A shell explodes on the surface of horizontal ground. Earth is scattered in all directions with varying velocities. Show that particles of earth with initial speed \(v\) landing a distance \(r\) from the centre of explosion will do so at times \(t\) given by \[ {\textstyle \frac{1}{2}} g^2t^2=v^{2}\pm\surd(v^{4}-g^{2}r^{2}). \] Find an expression in terms of \(v\), \(r\) and \(g\) for the greatest height reached by such particles.
A shot-putter projects a shot at an angle \(\theta\) above the horizontal, releasing it at height \(h\) above the level ground, with speed \(v\). Show that the distance \(R\) travelled horizontally by the shot from its point of release until it strikes the ground is given by \[ R=\frac{v^{2}}{2g}\sin2\theta\left(1+\sqrt{1+\frac{2hg}{v^{2}\sin^{2}\theta}}\right). \] The shot-putter's style is such that currently \(\theta=45^{\circ}\). Determine (with justification) whether a small decrease in \(\theta\) will increase \(R\). [Air resistance may be neglected.]
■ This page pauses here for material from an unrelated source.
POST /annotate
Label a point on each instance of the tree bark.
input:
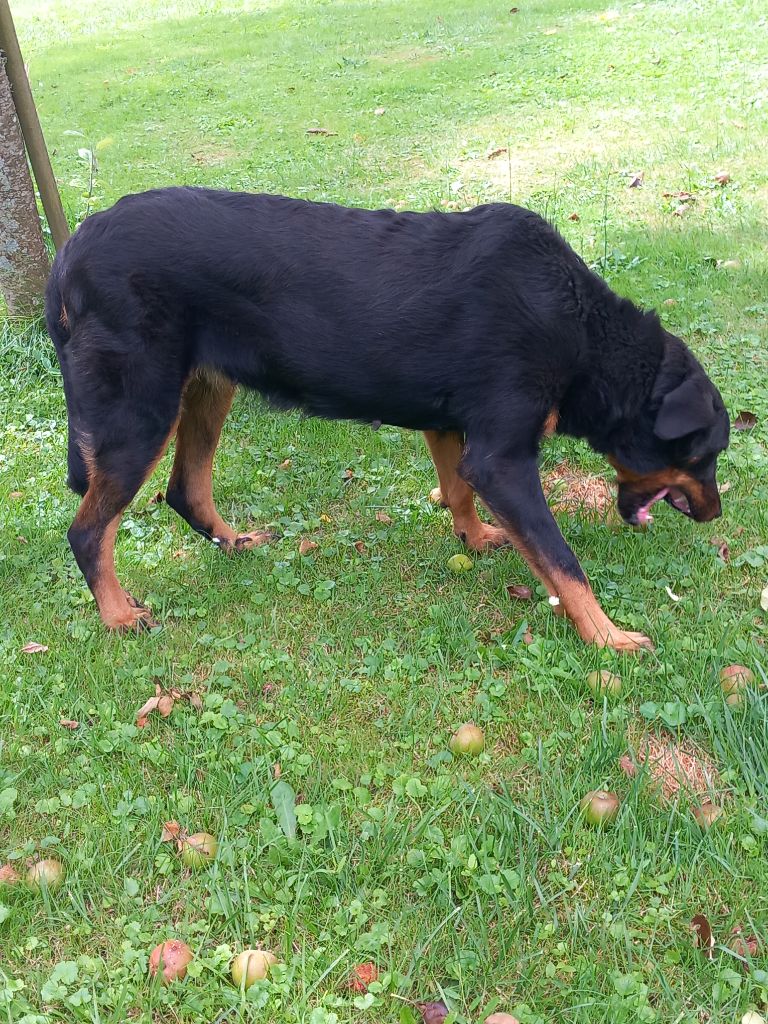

Solution: Notice that \(u_x = v \cos \theta, u_y = v \sin \theta\). We are interested in the time taken for the shot to hit the ground. \(-h = u_y t -\frac12 g t^2\) since our distance will be \(v \cos \theta \cdot t\). Solving this quadratic for \(t\) we obtain: \begin{align*} && 0 &= h + v \sin \theta \cdot t - \frac12 g \cdot t^2 \\ \Rightarrow && t_\pm &= \frac{-v \sin \theta \pm \sqrt{v^2 \sin^2 \theta+2hg}}{-g} \\ \Rightarrow && t_- &= \frac{v \sin \theta+v\sin \theta \sqrt{1 + \frac{2hg}{v^2 \sin^2 \theta}}}{g} \\ \Rightarrow && v \cos \theta t_{-} &= \frac{v^2}{g} \cos \theta \sin \theta \left( 1 + \sqrt{1 + \frac{2hg}{v^2 \sin^2 \theta}} \right) \\ &&&= \frac{v^2}{2g} \sin 2 \theta \left( 1 + \sqrt{1 + \frac{2hg}{v^2 \sin^2 \theta}} \right) \end{align*} Differentiating \(R\) wrt to \(\theta\) at \(\frac{\pi}{4}\) we obtain: \begin{align*} \frac{\d R}{\d \theta} &= \frac{v^2}{2g} \left (2 \cos 2 \theta + 2 \cos 2 \theta \sqrt{1 + \frac{2hg}{v^2 \sin^2 \theta}} + \sin 2\theta \left ( 1 + \frac{2hg}{v^2 \sin^2 \theta}\right)^{-\frac12} \frac12 \frac{2hg} {v^2}(-2) \frac{\cos \theta}{\sin^3 \theta}\right) \\ \frac{\d R}{\d \theta} \biggr \rvert_{\theta = \frac{\pi}{4}} &=\frac{v^2}{2g}\left(0+0- 4\left ( 1 + \frac{4hg}{v^2 }\right)^{-\frac12} \frac{hg} {v^2} \right) \\ &< 0 \end{align*} Therefore, since \(R\) is locally decreasing in \(\theta\) he should reduce his angle of projection slightly.